How to Put Video Understanding to Work in Your Organization
- Sports Broadcasting: Pull every match-winning goal scored in the final minutes out of years of unlabeled game tape without manually reviewing footage.
- Security Operations: Search surveillance footage by description instead of scrubbing through timestamps by hand, dramatically reducing response time to incidents.
- Media Library Management: Index enterprise video archives that have accumulated more footage than any human team can watch, making content discoverable and reusable.
- Automotive Development: Analyze test footage and real-world driving data to extract patterns and insights at scale.
- Advertising and Content: Identify scenes, objects, and moments across video libraries for licensing, rights management, and content discovery.
The use cases follow directly from TwelveLabs' architecture. Security, advertising, sports, and automotive are the primary industries the company points to today, alongside broader enterprise media libraries that have accumulated more footage than any human team can watch, let alone index.
Why Is Generation Getting Commoditized So Fast?
The generation layer has spent 2026 consolidating around a handful of extremely well-funded labs. OpenAI's decision to shut down Sora earlier this year offers a cautionary tale: the consumer app burned roughly $1 million a day against $2.1 million in lifetime revenue. Generation is getting commoditized fast. Cheaper, more capable models are shipping constantly, and the money chasing that layer is now a scale game between a handful of giants.
TwelveLabs is the first meaningfully funded bet that the harder, more durable problem sits one layer over, in making all that newly abundant video legible to software in the first place. The company's co-founder and CEO Jae Lee framed the company's thesis around durability and lasting value.
"Video is the data understanding has to answer to. Models commoditize. The intelligence layer that composes them does not," said Jae Lee, co-founder and CEO of TwelveLabs.

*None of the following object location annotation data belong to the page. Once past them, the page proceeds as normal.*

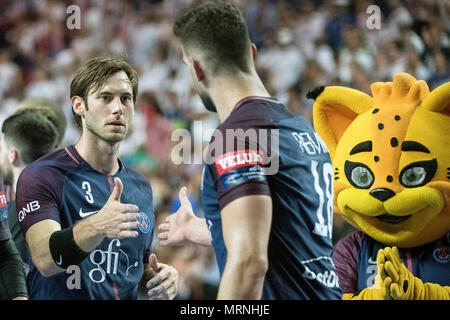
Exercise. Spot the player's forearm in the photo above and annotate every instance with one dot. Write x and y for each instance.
(198, 233)
(243, 279)
(12, 274)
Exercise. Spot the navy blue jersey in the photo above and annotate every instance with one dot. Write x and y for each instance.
(5, 233)
(268, 150)
(355, 258)
(63, 187)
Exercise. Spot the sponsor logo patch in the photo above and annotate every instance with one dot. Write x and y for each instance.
(238, 159)
(144, 222)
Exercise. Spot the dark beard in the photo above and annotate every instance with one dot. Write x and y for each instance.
(207, 102)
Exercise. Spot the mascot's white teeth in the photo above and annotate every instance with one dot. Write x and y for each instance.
(389, 218)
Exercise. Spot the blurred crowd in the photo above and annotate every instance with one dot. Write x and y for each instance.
(301, 44)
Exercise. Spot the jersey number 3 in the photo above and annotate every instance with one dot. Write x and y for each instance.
(324, 213)
(87, 187)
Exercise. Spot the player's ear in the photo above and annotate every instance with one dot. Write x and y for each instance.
(78, 105)
(334, 110)
(254, 51)
(198, 70)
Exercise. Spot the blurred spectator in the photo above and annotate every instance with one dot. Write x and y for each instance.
(301, 44)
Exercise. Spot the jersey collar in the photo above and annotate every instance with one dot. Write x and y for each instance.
(251, 98)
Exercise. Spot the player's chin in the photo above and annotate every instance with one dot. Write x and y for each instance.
(114, 137)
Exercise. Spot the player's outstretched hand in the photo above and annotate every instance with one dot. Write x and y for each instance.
(164, 285)
(174, 229)
(117, 220)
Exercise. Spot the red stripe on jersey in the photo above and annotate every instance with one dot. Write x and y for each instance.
(72, 156)
(116, 291)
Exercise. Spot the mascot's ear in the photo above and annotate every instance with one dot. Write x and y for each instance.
(438, 100)
(335, 109)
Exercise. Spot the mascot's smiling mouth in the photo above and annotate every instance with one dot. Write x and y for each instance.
(389, 218)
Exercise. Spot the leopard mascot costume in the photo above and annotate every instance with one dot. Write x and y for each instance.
(391, 159)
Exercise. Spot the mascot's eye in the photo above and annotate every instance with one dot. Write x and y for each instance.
(414, 176)
(358, 174)
(418, 173)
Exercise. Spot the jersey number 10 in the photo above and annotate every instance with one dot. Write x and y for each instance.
(324, 212)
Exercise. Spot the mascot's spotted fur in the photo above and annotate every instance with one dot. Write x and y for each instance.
(391, 157)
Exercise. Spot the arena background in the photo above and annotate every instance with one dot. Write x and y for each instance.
(301, 44)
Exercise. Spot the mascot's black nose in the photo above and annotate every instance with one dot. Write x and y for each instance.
(382, 194)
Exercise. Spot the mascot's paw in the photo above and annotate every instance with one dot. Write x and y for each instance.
(402, 284)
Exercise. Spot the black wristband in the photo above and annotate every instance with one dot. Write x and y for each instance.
(13, 281)
(65, 252)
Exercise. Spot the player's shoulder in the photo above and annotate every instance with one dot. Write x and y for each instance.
(58, 162)
(256, 112)
(351, 243)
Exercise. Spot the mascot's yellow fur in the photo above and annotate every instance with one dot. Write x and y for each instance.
(391, 157)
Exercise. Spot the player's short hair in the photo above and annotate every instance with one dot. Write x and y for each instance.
(50, 109)
(95, 73)
(219, 31)
(30, 132)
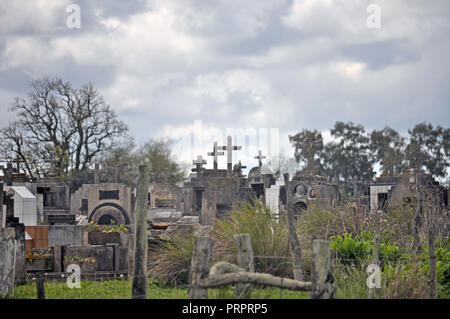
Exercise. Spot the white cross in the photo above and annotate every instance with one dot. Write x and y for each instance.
(229, 148)
(215, 154)
(259, 157)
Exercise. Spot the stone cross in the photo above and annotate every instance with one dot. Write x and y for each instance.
(96, 173)
(389, 163)
(229, 148)
(7, 174)
(199, 162)
(259, 157)
(215, 154)
(117, 164)
(139, 286)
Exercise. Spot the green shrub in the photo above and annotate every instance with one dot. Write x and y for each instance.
(269, 240)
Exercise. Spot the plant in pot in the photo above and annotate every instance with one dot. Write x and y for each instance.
(104, 234)
(40, 260)
(87, 264)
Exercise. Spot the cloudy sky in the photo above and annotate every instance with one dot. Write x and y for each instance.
(169, 66)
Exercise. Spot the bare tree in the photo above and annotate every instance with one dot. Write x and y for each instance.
(62, 124)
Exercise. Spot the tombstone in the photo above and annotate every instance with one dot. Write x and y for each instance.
(292, 168)
(199, 162)
(229, 148)
(2, 214)
(117, 165)
(215, 154)
(7, 261)
(259, 157)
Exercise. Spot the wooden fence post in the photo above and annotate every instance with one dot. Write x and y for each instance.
(322, 280)
(202, 255)
(375, 261)
(245, 261)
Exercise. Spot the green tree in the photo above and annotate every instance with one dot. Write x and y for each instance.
(62, 124)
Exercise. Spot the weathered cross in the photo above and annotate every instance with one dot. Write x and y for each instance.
(229, 148)
(96, 173)
(259, 157)
(215, 154)
(199, 162)
(166, 175)
(117, 164)
(18, 161)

Jae Lee, Co-founder and CEO at TwelveLabs
Investors backing the round echoed that logic. NEA partner Tiffany Luck noted that TwelveLabs' models "are purpose-built to turn millions of hours of footage into intelligence that compounds over time." NAVER Ventures general partner YJ Park added that "video is the modality that matters most, and TwelveLabs is the team building that capability".

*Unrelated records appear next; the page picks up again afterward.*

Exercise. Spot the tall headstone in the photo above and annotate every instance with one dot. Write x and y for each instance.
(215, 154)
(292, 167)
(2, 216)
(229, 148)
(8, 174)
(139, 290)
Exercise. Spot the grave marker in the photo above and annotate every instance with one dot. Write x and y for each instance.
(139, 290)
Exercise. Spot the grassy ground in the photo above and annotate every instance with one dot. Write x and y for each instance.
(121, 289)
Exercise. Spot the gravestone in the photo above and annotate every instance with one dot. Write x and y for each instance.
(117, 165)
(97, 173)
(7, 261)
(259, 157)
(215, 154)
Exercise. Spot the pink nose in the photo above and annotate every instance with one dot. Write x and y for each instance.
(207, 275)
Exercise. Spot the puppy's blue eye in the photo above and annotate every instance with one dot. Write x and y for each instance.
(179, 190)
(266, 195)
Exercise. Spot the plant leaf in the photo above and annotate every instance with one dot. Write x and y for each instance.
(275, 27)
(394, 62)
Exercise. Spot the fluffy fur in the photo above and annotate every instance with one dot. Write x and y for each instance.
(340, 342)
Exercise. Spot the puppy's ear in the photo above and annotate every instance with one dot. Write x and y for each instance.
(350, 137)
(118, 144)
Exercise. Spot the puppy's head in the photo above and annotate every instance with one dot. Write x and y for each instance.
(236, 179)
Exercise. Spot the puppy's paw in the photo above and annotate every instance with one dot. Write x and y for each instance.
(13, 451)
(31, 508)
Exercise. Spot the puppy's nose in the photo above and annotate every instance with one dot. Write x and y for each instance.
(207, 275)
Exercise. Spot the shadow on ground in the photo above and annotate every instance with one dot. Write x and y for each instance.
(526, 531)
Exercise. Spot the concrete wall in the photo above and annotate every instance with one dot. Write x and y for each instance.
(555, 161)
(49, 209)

The company has grown rapidly to support this expansion. TwelveLabs had around 58 employees a year ago and has grown to roughly 178 as of June 2026. The company plans to put the new funding into research and development and into opening offices in New York and London, adding to its existing San Francisco and Seoul bases.
The distinction between generation and understanding may seem technical, but it carries real implications for how enterprises will build with AI video. As generation becomes cheaper and more accessible, the companies that own the layer that makes video searchable, queryable, and actionable will control a more defensible, longer-lasting advantage. TwelveLabs' $100 million raise and Amazon's chip commitment suggest that serious infrastructure capital is now backing that second race too.